1978–79 All-Ireland Senior Club Football Championship
- Teams: 33
- Champions: Nemo Rangers (2nd title) Brian Murphy (captain)
- Runners-up: Scotstown Cormac Morgan (captain)

= 1978–79 All-Ireland Senior Club Football Championship =

All-Ireland Senior Club Football Championship

The 1978–79 All-Ireland Senior Club Football Championship was the ninth staging of the All-Ireland Senior Club Football Championship since its establishment by the Gaelic Athletic Association in 1970-71.

Thomond College were the defending champions, however, they failed to qualify after being between in the Limerick County Championship.

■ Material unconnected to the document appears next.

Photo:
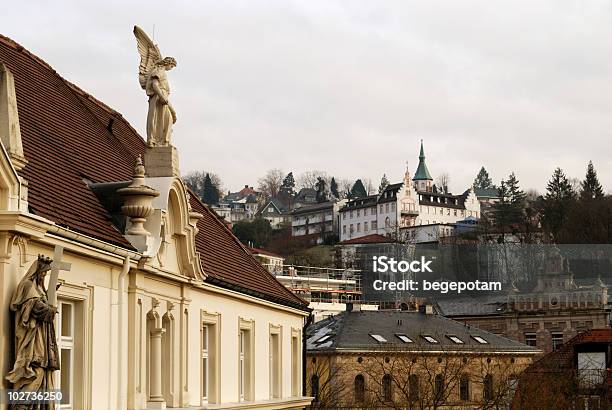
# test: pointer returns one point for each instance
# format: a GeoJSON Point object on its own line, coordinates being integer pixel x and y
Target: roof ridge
{"type": "Point", "coordinates": [244, 248]}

On 17 March 1979, Nemo Rangers won the championship following a 2-09 to 1-03 defeat of Scotstown in the All-Ireland final at Croke Park. It was their second championship title overall and their first title since 1973.

==Statistics==
===Miscellaneous===

- Walsh Island won the Leinster Club SFC for the first time.
- Nemo Rangers became the first team to win four Munster Club SFC titles.
- Scotstown won the Ulster Club SFC for the first time. They were also the first team from Monaghan to win the provincial title.
- Jim McCabe became the first Ulster player to top the scoring charts for a club football season.